Nous avons donc dû réorganiser l’appart. Il a gardé la chambre et le lit. J’ai gagné le salon. Et tout le reste est devenu zone avec port du masque obligatoire.

Sa fièvre a monté et je me suis improvisé Infirmier à domicile. Et rappel : je suis la personne la plus maladroite et la plus flemmarde du monde, et en plus je ne sais rien faire de mes mains.

Pratiquement quatre jours de forte fièvre et de toux. Il est cloué au lit. Je surveille sa température. Lui donne des médicaments. J’aère constamment toutes les pièces. Et… je m’occupe de la cuisine.

Je rate chaque repas. Et pour un malade qui n’a pas perdu le goût, c’est l’enfer. On raconte ça et là que des groupes de soutien ont été montés pour venir en aide aux maris comme Lui…

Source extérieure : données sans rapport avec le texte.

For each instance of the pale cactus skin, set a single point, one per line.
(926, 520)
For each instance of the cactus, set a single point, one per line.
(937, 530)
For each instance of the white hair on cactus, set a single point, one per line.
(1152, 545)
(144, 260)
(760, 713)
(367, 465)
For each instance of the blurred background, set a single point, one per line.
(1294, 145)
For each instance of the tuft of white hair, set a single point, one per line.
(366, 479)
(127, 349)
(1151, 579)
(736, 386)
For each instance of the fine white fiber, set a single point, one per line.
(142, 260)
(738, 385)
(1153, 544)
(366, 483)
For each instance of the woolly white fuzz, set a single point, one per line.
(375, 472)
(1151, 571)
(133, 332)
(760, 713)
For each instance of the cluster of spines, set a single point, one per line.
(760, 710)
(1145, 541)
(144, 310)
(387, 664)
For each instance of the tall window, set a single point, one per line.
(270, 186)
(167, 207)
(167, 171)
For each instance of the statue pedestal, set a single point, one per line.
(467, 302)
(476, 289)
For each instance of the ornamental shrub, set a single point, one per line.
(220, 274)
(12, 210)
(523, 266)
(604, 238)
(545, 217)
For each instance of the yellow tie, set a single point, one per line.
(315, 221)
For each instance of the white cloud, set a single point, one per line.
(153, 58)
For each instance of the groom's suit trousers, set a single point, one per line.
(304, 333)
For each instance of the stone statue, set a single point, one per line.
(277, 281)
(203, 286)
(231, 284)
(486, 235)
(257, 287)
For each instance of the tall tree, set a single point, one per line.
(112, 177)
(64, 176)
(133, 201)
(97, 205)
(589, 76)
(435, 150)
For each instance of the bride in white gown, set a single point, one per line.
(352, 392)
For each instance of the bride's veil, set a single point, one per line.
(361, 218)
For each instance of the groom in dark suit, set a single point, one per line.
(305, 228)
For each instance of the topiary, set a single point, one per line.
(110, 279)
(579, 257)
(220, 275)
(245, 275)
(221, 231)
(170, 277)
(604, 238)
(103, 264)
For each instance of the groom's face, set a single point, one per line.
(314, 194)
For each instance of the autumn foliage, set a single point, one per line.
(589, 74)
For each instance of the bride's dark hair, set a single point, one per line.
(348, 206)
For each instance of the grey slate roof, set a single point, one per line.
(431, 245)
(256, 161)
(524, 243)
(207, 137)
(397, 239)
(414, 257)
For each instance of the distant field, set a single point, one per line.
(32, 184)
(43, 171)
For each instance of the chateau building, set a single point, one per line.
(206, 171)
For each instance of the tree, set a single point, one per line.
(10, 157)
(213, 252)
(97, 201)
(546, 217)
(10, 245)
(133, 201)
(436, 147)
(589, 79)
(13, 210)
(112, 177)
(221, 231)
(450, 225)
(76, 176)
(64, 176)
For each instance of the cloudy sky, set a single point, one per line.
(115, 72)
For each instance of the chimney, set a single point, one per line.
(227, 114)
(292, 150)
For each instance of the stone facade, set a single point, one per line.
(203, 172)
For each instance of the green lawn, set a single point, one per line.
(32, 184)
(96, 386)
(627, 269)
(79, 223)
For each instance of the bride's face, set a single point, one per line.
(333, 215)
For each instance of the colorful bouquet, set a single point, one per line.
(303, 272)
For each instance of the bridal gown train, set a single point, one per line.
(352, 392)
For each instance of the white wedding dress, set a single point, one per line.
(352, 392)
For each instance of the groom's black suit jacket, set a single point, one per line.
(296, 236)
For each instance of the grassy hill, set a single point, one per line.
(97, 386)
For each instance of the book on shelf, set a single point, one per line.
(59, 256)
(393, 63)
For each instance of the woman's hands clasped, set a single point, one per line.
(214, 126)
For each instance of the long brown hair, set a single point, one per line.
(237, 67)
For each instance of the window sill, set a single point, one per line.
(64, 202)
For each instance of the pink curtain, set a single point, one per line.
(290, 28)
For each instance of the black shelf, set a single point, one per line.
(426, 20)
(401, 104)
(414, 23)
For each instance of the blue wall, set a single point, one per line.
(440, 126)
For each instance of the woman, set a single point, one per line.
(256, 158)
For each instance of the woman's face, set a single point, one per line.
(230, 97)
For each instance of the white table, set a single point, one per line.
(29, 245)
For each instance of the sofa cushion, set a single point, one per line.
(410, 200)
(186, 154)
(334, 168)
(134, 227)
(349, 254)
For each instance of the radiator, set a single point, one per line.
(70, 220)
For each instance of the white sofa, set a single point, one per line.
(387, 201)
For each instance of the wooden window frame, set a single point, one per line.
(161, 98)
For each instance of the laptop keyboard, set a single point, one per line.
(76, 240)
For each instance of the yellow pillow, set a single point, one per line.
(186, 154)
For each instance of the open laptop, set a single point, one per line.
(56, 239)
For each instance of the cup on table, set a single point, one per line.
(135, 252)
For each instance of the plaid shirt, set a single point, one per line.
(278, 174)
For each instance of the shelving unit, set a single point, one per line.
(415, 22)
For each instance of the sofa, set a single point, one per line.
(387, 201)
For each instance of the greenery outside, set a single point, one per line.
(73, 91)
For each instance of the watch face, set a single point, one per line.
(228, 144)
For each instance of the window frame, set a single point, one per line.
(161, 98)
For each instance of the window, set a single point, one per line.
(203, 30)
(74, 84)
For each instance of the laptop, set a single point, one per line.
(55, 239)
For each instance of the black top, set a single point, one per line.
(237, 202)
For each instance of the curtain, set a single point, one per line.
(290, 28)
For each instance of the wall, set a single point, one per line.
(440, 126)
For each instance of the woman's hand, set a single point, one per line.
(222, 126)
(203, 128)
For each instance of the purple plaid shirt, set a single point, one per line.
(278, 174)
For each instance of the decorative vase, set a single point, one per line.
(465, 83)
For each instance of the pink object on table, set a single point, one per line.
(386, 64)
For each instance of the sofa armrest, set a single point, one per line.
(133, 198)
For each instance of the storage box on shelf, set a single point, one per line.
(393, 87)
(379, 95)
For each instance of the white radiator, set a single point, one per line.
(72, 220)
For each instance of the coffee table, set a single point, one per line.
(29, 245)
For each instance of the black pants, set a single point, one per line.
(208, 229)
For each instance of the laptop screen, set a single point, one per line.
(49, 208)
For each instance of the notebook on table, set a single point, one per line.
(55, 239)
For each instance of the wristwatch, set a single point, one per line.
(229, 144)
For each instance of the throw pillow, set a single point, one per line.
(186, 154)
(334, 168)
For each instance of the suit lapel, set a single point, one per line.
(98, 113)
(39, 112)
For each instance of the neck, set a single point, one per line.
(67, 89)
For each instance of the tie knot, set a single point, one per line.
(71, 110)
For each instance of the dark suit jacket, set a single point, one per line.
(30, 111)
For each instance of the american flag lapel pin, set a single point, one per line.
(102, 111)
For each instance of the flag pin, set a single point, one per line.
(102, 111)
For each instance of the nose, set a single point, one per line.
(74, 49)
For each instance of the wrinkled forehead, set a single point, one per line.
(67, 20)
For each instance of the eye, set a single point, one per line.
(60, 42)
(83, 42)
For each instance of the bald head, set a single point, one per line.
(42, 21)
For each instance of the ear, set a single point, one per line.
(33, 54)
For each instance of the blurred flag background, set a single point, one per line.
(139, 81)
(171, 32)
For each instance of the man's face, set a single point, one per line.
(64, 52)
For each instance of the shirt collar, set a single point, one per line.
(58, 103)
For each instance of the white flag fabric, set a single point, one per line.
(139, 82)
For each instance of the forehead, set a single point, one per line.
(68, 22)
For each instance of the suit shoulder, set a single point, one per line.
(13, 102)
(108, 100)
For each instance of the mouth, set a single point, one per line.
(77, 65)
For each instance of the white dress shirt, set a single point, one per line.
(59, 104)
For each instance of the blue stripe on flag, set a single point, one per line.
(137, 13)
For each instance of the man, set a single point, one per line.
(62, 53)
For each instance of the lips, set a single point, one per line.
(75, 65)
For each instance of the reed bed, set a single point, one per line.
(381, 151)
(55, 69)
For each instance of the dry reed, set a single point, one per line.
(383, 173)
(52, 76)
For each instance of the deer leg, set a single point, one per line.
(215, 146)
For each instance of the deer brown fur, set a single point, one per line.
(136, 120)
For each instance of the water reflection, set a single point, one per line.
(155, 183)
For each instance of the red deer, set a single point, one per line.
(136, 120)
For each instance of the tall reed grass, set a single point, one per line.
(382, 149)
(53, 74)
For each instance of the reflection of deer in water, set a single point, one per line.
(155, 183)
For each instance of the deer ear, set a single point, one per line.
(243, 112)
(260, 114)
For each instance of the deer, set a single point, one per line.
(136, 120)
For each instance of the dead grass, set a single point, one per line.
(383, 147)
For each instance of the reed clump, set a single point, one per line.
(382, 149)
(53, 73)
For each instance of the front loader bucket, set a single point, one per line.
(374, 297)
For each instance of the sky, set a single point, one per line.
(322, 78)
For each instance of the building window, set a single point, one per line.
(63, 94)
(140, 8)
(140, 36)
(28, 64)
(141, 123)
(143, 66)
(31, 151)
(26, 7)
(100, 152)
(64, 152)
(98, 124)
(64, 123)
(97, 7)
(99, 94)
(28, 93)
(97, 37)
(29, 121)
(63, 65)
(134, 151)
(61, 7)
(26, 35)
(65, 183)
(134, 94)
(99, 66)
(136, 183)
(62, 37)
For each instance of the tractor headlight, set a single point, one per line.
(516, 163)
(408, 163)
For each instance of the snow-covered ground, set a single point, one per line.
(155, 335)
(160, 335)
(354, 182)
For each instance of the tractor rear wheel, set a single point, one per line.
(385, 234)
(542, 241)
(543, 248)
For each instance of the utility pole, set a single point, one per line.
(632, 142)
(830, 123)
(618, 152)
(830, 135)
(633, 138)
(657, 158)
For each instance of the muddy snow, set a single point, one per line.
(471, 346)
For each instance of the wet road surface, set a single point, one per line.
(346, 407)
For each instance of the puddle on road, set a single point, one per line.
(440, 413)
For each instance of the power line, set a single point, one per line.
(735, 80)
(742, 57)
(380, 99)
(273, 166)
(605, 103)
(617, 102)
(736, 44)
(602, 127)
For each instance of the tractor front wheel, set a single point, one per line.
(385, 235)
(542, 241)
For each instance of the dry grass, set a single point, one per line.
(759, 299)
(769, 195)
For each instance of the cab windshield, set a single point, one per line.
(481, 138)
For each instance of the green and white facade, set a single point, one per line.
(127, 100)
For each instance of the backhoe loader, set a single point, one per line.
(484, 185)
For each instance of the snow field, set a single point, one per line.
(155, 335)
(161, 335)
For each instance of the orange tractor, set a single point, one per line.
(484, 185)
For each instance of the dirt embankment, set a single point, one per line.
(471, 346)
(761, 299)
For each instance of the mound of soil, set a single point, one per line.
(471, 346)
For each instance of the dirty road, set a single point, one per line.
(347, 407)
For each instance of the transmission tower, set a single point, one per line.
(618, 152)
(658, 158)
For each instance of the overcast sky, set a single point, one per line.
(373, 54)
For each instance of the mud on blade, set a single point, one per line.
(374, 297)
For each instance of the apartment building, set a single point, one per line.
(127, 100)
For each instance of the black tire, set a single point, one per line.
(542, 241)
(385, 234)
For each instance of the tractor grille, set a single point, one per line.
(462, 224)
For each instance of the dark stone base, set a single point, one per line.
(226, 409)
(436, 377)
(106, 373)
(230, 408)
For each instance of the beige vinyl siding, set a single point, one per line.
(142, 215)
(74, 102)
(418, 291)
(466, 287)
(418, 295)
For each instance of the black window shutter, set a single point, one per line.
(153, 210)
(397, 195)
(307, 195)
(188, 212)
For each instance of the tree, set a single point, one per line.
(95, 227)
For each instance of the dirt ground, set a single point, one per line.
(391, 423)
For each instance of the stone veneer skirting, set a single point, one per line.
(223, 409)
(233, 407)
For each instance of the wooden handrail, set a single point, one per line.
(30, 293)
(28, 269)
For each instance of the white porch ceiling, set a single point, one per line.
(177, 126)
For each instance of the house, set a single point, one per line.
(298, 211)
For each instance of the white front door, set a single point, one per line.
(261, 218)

De mercredi à lundi, je reste à l’isolement. Je suis cas contact même si l’application Anticovid ne me le dira jamais. J’annule tout ce que j’avais prévu. Je campe dans le salon, je dors en boule sur le canapé deux places. Je dessine. Je finis tout AppleTV+. Physical, Severance, je commence Loot. Sur Disney+, je mange tous les Wolverines, les deux Deadpools – c’est mauvais quand même hein…-. Sur Netflix, je commence Thermae Romae – drôôôle. Et je me fais tester tous les deux jours environ. À chaque fois, négatif.

L’idée que je viens d’une autre planète et/ou que le coca protège vraiment du Covid commence à me séduire. Kévin Bacon va mieux même s’il reste positif.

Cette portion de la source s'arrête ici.